Jakarta (ANTARA) - Pemerintah Provinsi (Pemprov) DKI Jakarta dan Lembaga Ketahanan Nasional (Lemhannas) RI menandatangani Nota Kesepakatan untuk peningkatan dan pengembangan ketahanan nasional.
“Kerja sama ini sangat berarti, mengingat Jakarta sebagai ibu kota memiliki peran strategis, sehingga penguatan wawasan kebangsaan menjadi hal yang sangat penting,” ujar Gubernur DKI Jakarta Pramono Anung usai menandatangani Nota Kesepakatan dengan Lemhannas RI di Balai Kota Jakarta, Rabu.
Adapun kerja sama ini bertujuan memperkuat ketahanan nasional secara sistematis dan berkelanjutan, khususnya di wilayah DKI Jakarta.
Kerja sama tersebut juga diarahkan untuk membentuk aparatur pemerintah yang profesional, berintegritas, serta memiliki wawasan kebangsaan yang kuat.
Melalui berbagai program pendidikan, pelatihan, dan kajian strategis, aparatur sipil negara (ASN) diharapkan mampu menjawab tantangan Jakarta sebagai kota global yang inklusif dan berkelanjutan.

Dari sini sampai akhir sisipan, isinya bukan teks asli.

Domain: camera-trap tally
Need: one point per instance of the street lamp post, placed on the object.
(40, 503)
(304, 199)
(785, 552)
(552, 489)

Menurut Pramono, DKI Jakarta memiliki peran strategis sebagai pusat pemerintahan, perekonomian, serta simpul dinamika nasional yang menghadapi tantangan semakin kompleks.
Tantangan tersebut meliputi aspek ideologi, politik, ekonomi, sosial budaya, hingga pertahanan dan keamanan, yang memerlukan pengelolaan ketahanan nasional secara terencana.

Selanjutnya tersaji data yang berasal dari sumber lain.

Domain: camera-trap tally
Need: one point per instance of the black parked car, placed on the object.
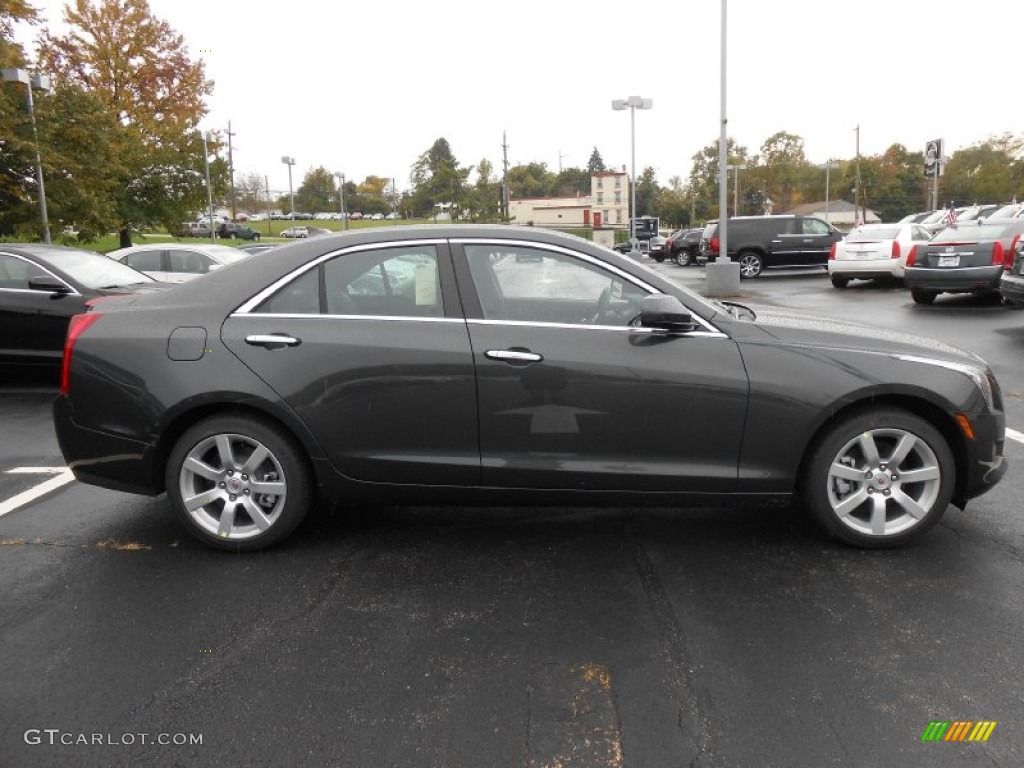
(963, 258)
(42, 287)
(684, 246)
(429, 365)
(1012, 281)
(758, 243)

Oleh karena itu, kerja sama dengan Lemhannas RI menjadi sangat penting dalam membangun kapasitas kepemimpinan aparatur yang memiliki wawasan kebangsaan dan orientasi strategis.
Nota Kesepakatan ini diharapkan dapat diimplementasikan secara nyata dan memberikan manfaat luas, tidak hanya di tingkat kelembagaan, tetapi juga bagi masyarakat.

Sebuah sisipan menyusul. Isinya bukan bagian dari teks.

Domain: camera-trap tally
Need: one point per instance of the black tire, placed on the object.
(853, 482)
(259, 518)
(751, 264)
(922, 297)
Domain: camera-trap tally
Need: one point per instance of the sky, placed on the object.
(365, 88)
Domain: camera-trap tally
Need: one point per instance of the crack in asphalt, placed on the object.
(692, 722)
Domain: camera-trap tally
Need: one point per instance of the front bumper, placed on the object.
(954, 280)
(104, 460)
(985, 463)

Pramono meyakini, implementasi yang konsisten akan memperkuat ketahanan nasional melalui pemerintahan daerah yang efektif dan responsif.
Sementara itu, Gubernur Lemhannas RI Tubagus Ace Hasan Syadzily menjelaskan, dalam Nota Kesepakatan tersebut terdapat tiga poin utama yang disepakati oleh kedua belah pihak.
Poin pertama adalah peran Lemhannas RI sebagai lembaga penyelenggara pendidikan kepemimpinan nasional yang selama ini telah diikuti oleh para pejabat Pemprov DKI Jakarta.
Poin kedua, peningkatan kualitas pemantapan nilai-nilai kebangsaan dan poin ketiga, pelaksanaan kajian strategis untuk memastikan pengukuran ketahanan nasional di wilayah DKI Jakarta, sekaligus memberikan dukungan terhadap sarana dan prasarana yang dimiliki Lemhannas RI.